Cement trucks delivering the concrete were able to drive up the mountain’s main work road, Binder, where the concrete was then transferred to the skidders.
But the chopper will fly too, likely in early September, when the resort begins the process of installing the towers that hold the 21 tons of steel cable that will haul chairs up the face of the mountain over some of the resort’s steepest terrain, Austin said.
The new four-passenger chairlift, manufactured by Doppelmayr-Garventa, replaces the aging two-passenger Spillway East and Spillway West lifts.
Spillway East was the scene of a mishap in December 2010 when high winds and an in-progress lift adjustment led to a derailment that caused several chairs to drop to the snow below, injuring six passengers.
A derailment is when the cable carrying the chairs comes off the tracks which carry the cable over the chairlift towers.
That lift was repaired and eventually reopened for the end of the 2010-11 ski season, but Sugarloaf’s parent companies, Boyne Resorts and CNL Lifestyle Properties, had previously decided to replace the lift with the new chairlift as part of a 10-year expansion and development plan at the resort.
The new chairlift will be the first above-the-ground lift to go in at the mountain since the Whiffletree Quad, a four-passenger detachable chairlift, was installed on the east side of the resort in 1997, according to Brad Larsen, the resort’s director of sales and marketing.
Austin said work on the new lift is expected to be completed by the resort’s annual homecoming weekend Oct. 7-9. But the lift is not expected to carry any skiers until later in the ski season, most likely mid-to-late December.
Austin said he believed the resort will stick to a traditional opening plan with snowmaking scheduled to start on the trails served by the resort’s SuperQuad chairlift.
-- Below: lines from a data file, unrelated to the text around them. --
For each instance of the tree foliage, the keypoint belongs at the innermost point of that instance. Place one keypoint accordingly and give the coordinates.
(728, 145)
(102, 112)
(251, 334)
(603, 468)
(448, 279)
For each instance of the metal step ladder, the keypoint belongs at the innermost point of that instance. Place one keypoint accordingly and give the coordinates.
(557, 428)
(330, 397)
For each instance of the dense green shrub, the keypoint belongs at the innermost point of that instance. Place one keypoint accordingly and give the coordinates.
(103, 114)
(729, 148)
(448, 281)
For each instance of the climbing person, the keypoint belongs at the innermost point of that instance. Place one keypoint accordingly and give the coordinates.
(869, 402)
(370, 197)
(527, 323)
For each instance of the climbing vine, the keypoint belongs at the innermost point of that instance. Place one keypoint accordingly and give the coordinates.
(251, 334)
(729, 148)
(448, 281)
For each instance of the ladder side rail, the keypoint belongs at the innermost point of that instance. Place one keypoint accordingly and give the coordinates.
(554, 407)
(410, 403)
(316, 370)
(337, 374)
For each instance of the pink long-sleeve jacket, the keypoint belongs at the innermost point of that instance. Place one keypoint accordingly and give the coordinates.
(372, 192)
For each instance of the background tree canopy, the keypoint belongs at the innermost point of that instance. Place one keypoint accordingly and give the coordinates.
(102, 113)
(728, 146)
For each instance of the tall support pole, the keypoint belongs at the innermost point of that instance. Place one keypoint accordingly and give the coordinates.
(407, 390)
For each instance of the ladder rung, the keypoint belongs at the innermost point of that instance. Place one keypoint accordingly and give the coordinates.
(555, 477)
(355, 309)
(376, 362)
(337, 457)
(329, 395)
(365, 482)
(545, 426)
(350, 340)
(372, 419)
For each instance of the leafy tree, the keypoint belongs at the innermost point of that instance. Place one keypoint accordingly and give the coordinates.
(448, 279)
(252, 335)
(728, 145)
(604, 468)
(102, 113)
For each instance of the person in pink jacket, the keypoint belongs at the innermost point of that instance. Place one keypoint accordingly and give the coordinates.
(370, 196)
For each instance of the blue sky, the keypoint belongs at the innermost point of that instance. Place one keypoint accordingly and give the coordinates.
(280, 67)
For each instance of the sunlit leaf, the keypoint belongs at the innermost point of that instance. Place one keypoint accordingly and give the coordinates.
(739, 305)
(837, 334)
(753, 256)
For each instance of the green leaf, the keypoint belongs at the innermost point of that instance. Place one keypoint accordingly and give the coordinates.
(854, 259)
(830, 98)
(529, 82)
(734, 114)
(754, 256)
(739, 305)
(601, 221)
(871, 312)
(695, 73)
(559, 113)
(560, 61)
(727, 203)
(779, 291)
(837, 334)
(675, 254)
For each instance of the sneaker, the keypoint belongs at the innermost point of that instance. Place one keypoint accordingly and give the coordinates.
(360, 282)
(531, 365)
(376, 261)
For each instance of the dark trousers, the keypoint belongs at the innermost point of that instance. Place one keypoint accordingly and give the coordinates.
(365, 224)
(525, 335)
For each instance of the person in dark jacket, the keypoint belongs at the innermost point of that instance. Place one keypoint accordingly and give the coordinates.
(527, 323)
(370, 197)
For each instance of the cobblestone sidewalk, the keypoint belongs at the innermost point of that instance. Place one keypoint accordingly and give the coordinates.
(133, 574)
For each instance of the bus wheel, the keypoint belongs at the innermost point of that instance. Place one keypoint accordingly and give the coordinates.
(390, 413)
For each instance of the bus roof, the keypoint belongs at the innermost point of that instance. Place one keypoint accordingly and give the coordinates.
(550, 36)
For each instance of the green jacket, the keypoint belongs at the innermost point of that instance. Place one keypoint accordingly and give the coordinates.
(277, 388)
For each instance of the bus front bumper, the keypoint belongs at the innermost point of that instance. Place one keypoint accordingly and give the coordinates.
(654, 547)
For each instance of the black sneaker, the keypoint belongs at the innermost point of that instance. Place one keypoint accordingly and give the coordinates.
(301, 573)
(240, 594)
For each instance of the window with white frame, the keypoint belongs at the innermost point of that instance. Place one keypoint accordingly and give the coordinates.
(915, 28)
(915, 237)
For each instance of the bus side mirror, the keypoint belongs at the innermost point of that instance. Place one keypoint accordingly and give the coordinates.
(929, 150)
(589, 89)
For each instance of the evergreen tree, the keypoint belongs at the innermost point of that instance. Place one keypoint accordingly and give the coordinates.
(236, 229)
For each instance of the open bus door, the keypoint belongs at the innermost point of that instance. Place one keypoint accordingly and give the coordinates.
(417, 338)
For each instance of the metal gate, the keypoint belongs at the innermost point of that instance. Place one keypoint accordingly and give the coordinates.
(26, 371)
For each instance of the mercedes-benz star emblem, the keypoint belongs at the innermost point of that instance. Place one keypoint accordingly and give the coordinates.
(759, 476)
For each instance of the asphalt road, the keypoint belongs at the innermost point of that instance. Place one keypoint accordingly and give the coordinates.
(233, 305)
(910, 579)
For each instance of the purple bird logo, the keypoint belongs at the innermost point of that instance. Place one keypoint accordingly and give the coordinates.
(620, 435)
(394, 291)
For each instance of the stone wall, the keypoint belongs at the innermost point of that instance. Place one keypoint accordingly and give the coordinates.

He said that lift was also the benefactor of a $500,000 investment of new circuitry, converting the lift’s analogue control panels to a digital system. The new controls are expected to help keep the lift running more efficiently and decrease the frequency of unintended stops, Austin said.
Other improvements at Sugarloaf this summer have included an expansion to and refinement of its newest gladed skiing area, Brackett Basin, which stretches between Sugarloaf’s eastern slopes and the western slopes of neighboring Burnt Mountain.
The tree work has been going on for much of the summer and done in accordance to a plan developed by the resort with guidance from the Maine Department of Environmental Protection and the Department of Inland Fisheries and Wildlife. Austin said alpine habitats and nesting areas for vulnerable species of plants, animals and birds like Bicknell’s Thrush were left untouched as part of the forest thinning effort.